We did this via the npm threads wrapper and esbuild. We first moved all of our compute code into a new file with minimal imports, called imageCompare.worker.js. We then added a pre-compilation step with esbuild to compile this file into a bundle. We then spawn the worker using this generated file as a blob, and interact with it via the threads promise interface.

import fs from 'fs';
import { expose } from 'threads/worker';
import { isMainThread } from 'worker_threads';

/* ... */

const workerExports = {
  configureWorker,
  compareFiles,
  compareScreenshots,
};

if (!isMainThread) {
  expose(workerExports);
}
export type ImageCompareWorkerExports = typeof workerExports;

import { spawn, BlobWorker } from 'threads';

import type { ImageCompareWorkerExports } from './imageCompare.worker';
import { configureWorker, comparePNG as workerComparePng, cropImage as workerCropImage } from './imageCompare.worker';
import { source as workerBlob } from '../../generated/imageCompare.workerSource';
import logger, { getLevel } from '../logger';

let worker: ImageCompareWorkerExports;

export async function bootImageCompareWorker() {
  try {
    worker = await spawn<ImageCompareWorkerExports>(BlobWorker.fromText(workerBlob));
    configureWorker(getLevel(process?.env?.LOG_LEVEL));
    return worker.configureWorker(getLevel(process?.env?.LOG_LEVEL));
  } catch (e) {
    logger.fatal('Error starting worker', e);
  }
}

export async function compareFiles(imageA: string, imageB: string, outFile: string): Promise<void> {
  return worker.compareFiles(imageA, imageB, outFile);
}

export async function compareScreenshots(preData: Buffer, postData: Buffer, options): Promise<ScreenshotCompareOutput> {
  return worker.compareScreenshots(preData, postData, options);
}

Track your releases, run end-to-end tests once per release

Your end-to-end tests should be focused on catching regressions, not heisenbugs: if they pass once on a release you shouldn't execute them again.

In v4.14.0 we made our first step towards helping QA teams do this: source-map powered release tracking. Reflow now hashes and downloads all source maps associated with a given release (conditionally with a regular expression to filter them to application code) to create a version identifier. This means that it can track when your application is released, and hence allow you to determine if an end-to-end sequence has already been successfully executed on that release.

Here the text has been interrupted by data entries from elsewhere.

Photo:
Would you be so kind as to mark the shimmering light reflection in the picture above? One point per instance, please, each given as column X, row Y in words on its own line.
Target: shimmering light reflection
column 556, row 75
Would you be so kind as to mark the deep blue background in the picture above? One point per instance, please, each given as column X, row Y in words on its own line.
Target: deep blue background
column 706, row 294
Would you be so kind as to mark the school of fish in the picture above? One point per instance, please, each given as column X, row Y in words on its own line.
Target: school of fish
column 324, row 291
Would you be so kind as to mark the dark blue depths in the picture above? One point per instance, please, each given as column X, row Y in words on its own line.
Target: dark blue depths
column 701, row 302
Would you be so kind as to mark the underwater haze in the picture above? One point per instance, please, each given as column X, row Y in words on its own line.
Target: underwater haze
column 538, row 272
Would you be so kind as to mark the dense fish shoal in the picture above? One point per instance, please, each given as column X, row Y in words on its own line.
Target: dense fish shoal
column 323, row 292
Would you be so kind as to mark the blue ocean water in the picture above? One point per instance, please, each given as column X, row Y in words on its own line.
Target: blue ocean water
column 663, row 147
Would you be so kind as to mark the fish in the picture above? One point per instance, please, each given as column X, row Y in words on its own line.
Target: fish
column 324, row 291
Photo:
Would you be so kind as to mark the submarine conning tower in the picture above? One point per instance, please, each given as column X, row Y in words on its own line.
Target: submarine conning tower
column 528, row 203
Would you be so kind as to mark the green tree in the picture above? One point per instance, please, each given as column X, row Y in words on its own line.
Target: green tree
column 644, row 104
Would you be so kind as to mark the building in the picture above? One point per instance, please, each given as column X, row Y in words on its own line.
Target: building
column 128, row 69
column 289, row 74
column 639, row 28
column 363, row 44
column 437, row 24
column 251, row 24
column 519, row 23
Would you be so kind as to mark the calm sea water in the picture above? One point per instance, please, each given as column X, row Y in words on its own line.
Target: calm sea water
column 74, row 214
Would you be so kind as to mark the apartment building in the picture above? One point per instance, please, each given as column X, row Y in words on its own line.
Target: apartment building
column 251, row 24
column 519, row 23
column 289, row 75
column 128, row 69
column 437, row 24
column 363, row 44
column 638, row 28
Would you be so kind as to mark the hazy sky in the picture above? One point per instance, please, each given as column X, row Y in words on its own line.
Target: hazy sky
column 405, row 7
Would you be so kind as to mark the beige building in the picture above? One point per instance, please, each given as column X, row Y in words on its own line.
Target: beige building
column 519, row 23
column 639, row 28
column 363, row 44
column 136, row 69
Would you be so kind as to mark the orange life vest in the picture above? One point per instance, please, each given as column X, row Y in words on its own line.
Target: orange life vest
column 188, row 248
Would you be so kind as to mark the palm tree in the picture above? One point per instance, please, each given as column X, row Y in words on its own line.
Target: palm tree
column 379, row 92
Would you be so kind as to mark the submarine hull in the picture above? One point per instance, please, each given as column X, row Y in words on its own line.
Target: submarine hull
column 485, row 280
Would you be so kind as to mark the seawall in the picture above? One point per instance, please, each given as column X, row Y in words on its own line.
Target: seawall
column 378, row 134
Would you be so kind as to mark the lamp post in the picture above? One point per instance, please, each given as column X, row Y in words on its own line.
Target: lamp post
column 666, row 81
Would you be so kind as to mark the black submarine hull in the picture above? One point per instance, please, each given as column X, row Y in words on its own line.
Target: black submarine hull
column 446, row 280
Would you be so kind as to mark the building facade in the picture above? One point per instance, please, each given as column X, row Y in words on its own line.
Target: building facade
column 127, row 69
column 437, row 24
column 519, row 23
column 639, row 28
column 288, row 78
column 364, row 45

This is currently opt-in, as we're still working out how to make downloading sourcemaps not affect the performance of a test execution when large numbers of them are exposed. We've built a sourcemap explorer and a simple UI to help guide our customers on what's currently executing within an environment.

TL;DR

Cull all sleep statements: always wait for specific events. Only introduce stability methods when necessary.
Execute your tests in parallel
Intelligently Cache Tests; don't bother executing them more than once per release

If you're feeling adventurous, try reflow: a low-code record/replay test automation SaaS that will try to do all this for you, fast.

Minor caveat: self-host reflow for maximum speed. We use AWS Fargate to spin up per-user ephemeral browser instances, which have ~1 minute cold startup times on the first use of a test recorder.